だいぶ酔いのまわってきた志保は前のめりになり、恐ろしい形相で日向に念を送ったけれど、もちろん届くはずもない。金髪坊主頭はのんきに棚からCDを抜き出し、プレーヤーにセットしている。
芽衣子がメニューをめくりながらつぶやいた。
「なんていう怖い顔してるのよ」
「悪かったね。いつもこんな顔だよ」
ドアが開き、カップルと思しき二人組の若い客が入ってきて、日向は注文を取りにカウンターを出た。どちらも日向の友達らしく「おう」とか「元気?」とか気軽な挨拶をしてテーブル席に座った。流行りものだけで固めていないちょっと個性的な着こなしをしていて、三人が会話をしている構図は無理がない。いつも無理やり楽しくて面白い方向へ進もうとしている志保にとっては、自分の持っていない自信をこの三人が持っているような気がして寂しくなった。
しかも日向は志保に使うような敬語ではなくくだけた喋り方で注文を取り、そんな喋り方をする日向に対してまた少し距離を感じてしまう。

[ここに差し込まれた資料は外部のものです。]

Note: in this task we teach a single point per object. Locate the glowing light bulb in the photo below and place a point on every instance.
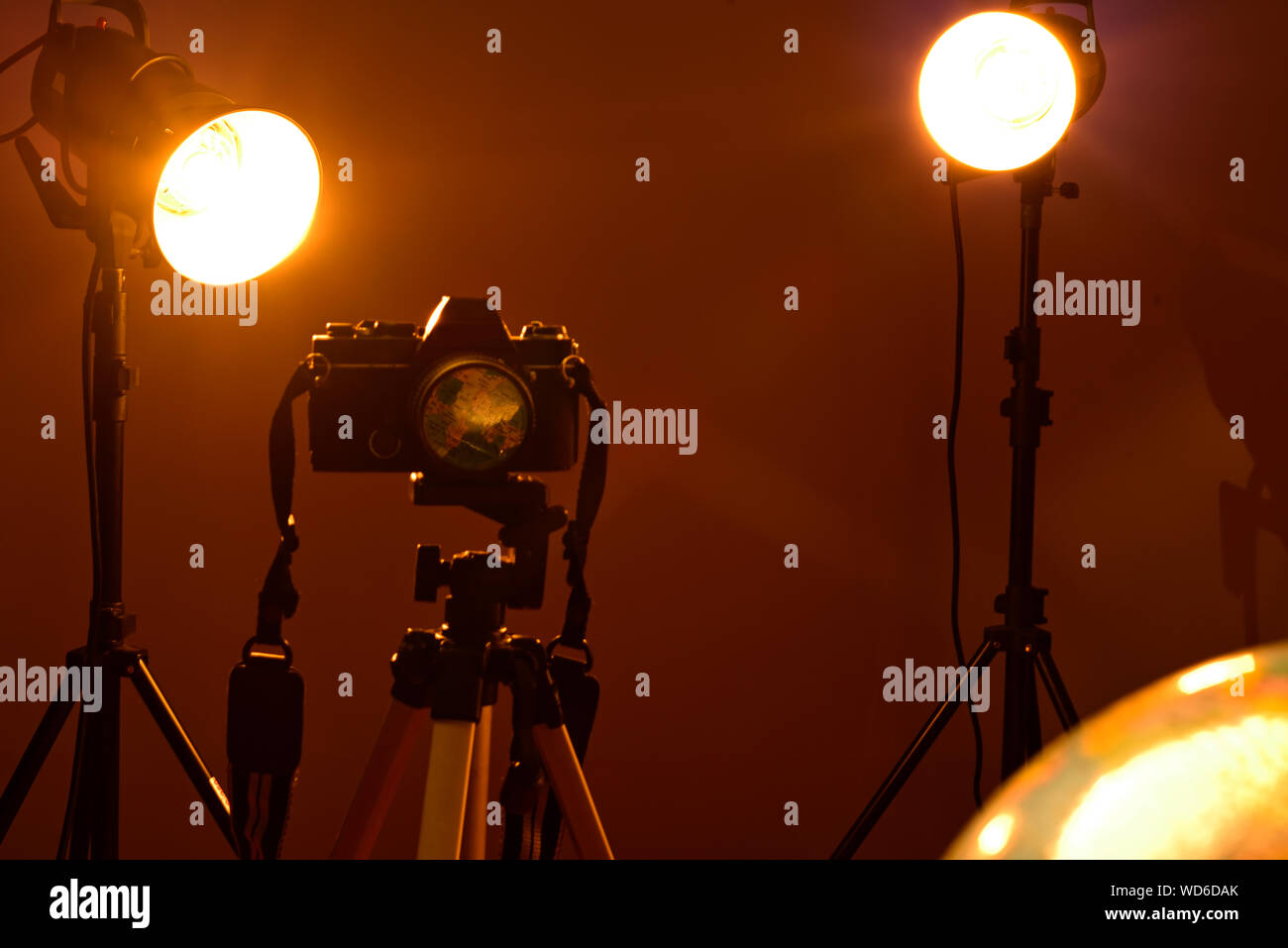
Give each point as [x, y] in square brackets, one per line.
[201, 171]
[236, 197]
[997, 90]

「ねえメイ先輩。あいつ本当はどっちだと思う?」押し殺した声で話しかけると芽衣子は訝しげな顔をし、だから慌てて付け加えた。「あ、ゲイでもストレートでも別にいいんだけどね。あたしには関係ないことだし」
芽衣子が謎の解けた探偵のような目をしてニヤリと笑ったが、余計なことを言って墓穴を掘ったことに志保は気付いていなかった。

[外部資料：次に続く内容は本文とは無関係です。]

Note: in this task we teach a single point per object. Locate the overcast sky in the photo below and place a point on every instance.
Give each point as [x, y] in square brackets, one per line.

「ふうん、関係ないんだ。そんなに知りたいなら自分できいてみればいいのに。いつもは空気読めないくらいの図々しさで食いついていくくせに、なんか志保らしくないじゃない。それともつっこんできけない理由でもあるわけ?」
「理由?理由は......ない。それにあたし、いつも知りたがってるわけでもないじゃん。だいたいメイ先輩の話だって、あたし途中でつっこむのを諦めたでしょ。本当はすごく聞きたいんだよ?でも我慢してるんだから」
「それは"どうせメイ先輩は話してくれないしー"って思ってるからでしょ。まあその通りだけどね。でも日向君に確かめられないのは、知るのが怖いからじゃないの。もしゲイだったら志保のことなんか眼中にないってことだもんね。ぜんぜん脈なし」
穏やかな表情をしているが、言葉は明らかに志保を傷つけようとしていた。芽衣子は確かにときどききついことを言う。しかしそれとはまったく違う、なげやりな悪意が潜んでいた。
「どうしてそんな意地悪なこと言うわけ?」
「私はいつだって意地悪じゃないの。志保が知らないだけで、私は今までもずっと意地悪で、あの冷蔵庫より冷たい人間だったじゃない」
芽衣子はカウンターの奥に見えるビールの置かれた冷蔵庫を指さしながらせせら笑った。
その時、テーブルで小さな拍手が起きた。振り返ると、日向が「この二人、オレの友達なんすけど、昨日入籍したらしくて」と屈託なく言う。紹介された二人は志保達に向かって照れながら小さくお辞儀をした。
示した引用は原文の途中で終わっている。